In [None]:
# python standard library imports
# from-imports follow regular imports
import re
import random
from math import sqrt
from collections import Counter

# external libraries imports, grouped semantically
import torch
import numpy as np

import matplotlib.pyplot as plt
from tqdm.auto import tqdm
from IPython.display import clear_output, display

# Word2vec tutorial

In this tutorial we will implement text pre-processing in a matte that is similar to how we pre-process text for neural networks and then we will train out own word vectors on our own dataset.

## Task 1
Find a dataset to train your word embeddings on. It should be more than 50 000 words after the pre-processing is done. To make the dataset you can use absolutely any text: wikipedia, movie scripts, books, reddit, twitter. The kinds of text you are using will affect your word embeddings flavor. You can use the same dataset we used in the class, but we encourage you to make your own dataset.

Useful links:

1. Learn more about python list comprehensions: https://www.programiz.com/python-programming/list-comprehension
1. Numerical instability of softmax: https://www.youtube.com/watch?v=99qLd2p6x5E

In [None]:
with open("star_wars_scripts.txt") as f:
    raw_data = f.read()

In [None]:
print(raw_data[:1000])

In [None]:
raw_data[:1000]

# Preprocessing

In [None]:
def preprocess(text):
    text = text.lower()

    # Remove punctuation
    text = re.sub(r"[^\w\s]", "", text)

    # Replace multiple spaces with a single space
    text = re.sub(r"\s+", " ", text)
    return text


In [None]:
preprocessed_data = preprocess(raw_data)
preprocessed_data[:100]

In [None]:
def tokenize(text):
    return text.split(" ")

tokenized_data = tokenize(preprocessed_data)

print(f"Total number of words : {len(tokenized_data)}")
print(f"Number of unique words: {len(set(tokenized_data))}")
print(f"First 10 words", tokenized_data[:10])

In [None]:
word_counts = Counter(tokenized_data)
word_counts.most_common(10)

In [None]:
# least common
word_counts.most_common()[:-10-1:-1]

In [None]:
rare_words = []
for word, count in word_counts.items():
    if count < 5:
        rare_words.append(word)

len(rare_words)

After looking at the resulting word vectors I decided to remove some of the most frequent words too. While in general it is not a good idea, it words well for this homework.

In [None]:
frequent_words = ["the", "and", "a", "to", "of", "in", "his", "you", "is", "on", "i", "as", "he", "it", "at", "with", "into", "out", "him", "from", "for", "that", "be", "your", "by", "this", "an"]

In [None]:
vocabulary = set(tokenized_data) - set(rare_words) - set(frequent_words)
len(vocabulary)

In [None]:
filtered_data = [w for w in tokenized_data if w in vocabulary]

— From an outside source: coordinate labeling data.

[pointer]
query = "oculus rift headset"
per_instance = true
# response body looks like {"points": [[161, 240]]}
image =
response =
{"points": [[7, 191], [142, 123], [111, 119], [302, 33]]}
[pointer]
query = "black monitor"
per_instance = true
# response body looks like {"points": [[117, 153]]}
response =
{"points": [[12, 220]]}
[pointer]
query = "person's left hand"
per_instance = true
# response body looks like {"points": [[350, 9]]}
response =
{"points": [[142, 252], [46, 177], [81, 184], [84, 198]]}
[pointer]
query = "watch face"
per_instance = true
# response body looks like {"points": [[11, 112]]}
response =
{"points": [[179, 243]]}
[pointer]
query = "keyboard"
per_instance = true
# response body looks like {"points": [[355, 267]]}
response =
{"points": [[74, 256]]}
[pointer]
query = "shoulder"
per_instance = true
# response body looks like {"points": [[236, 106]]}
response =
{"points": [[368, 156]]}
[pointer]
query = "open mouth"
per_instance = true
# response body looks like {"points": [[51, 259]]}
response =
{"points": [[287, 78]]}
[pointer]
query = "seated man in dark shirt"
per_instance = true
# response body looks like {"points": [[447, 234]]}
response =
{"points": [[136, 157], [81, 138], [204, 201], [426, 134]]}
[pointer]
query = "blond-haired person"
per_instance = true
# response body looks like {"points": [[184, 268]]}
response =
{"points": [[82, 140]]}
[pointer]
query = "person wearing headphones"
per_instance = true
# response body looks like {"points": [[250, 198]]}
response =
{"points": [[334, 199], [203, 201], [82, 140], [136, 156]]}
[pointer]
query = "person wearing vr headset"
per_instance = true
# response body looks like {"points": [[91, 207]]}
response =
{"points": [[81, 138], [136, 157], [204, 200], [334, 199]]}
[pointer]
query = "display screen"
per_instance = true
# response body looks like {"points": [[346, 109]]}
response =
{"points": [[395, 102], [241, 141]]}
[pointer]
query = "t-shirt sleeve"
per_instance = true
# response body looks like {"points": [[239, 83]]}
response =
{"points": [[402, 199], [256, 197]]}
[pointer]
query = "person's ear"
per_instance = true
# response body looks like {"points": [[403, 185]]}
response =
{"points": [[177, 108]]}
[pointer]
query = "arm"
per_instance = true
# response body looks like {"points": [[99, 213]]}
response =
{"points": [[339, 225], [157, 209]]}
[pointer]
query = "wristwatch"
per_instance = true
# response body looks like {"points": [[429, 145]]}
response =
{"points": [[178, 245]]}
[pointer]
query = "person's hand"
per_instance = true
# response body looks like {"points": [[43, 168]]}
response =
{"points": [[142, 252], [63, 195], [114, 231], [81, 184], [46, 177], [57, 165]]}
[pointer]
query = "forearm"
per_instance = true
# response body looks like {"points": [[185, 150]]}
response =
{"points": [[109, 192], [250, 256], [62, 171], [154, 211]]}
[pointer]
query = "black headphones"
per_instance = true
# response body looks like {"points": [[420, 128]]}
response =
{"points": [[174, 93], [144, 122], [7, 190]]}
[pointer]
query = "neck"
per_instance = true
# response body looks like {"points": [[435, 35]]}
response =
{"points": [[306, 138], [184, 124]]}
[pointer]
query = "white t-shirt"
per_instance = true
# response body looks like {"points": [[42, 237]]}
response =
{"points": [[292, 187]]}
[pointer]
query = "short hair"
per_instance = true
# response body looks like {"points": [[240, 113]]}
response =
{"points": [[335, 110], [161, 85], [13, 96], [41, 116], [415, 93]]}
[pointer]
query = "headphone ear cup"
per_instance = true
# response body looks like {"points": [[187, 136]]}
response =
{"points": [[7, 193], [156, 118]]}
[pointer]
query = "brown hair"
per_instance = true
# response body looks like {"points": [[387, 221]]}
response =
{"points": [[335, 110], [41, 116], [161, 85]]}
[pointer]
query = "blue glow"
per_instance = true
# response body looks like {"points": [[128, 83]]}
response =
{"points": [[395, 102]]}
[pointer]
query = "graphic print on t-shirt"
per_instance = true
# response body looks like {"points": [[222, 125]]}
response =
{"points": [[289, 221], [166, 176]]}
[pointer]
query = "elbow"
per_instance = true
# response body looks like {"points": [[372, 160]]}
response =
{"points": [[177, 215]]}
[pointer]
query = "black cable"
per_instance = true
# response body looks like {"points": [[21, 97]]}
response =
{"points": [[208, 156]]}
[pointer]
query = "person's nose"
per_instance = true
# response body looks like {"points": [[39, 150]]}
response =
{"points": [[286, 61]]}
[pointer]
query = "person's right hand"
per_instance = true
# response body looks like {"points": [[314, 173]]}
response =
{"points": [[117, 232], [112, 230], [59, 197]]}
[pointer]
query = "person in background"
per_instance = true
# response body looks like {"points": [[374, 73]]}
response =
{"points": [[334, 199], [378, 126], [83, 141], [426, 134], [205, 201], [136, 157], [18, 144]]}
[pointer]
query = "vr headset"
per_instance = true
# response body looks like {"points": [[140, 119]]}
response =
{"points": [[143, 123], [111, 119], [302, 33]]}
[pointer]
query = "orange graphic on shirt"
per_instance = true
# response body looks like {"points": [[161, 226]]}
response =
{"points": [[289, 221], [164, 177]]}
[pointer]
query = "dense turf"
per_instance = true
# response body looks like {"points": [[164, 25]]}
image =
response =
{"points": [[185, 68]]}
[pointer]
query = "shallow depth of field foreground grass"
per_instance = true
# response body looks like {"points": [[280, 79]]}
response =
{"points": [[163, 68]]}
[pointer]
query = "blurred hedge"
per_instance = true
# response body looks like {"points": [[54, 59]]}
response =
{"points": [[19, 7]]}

print("Total number of words in the dataset after filtration: ", len(filtered_data))
assert len(filtered_data) > 50_000, "your dataset should have at least 50K words"

# Word2vec idea:

Maximize in-context word similarity, while minimizing out-of-context word vector similarity.

Spefcifically:

$$
maximize \frac{e^{w \cdot w_{in context}}}{\sum e^{ w \cdot w_{out of context}}}
$$

In [None]:
window_size = 4

In [None]:
filtered_data[110:130]
# word: spacecraft, context: [tiny, silver, a, rebel]

In [None]:
words_and_contexts = []  # list of tuples (word, list of context words)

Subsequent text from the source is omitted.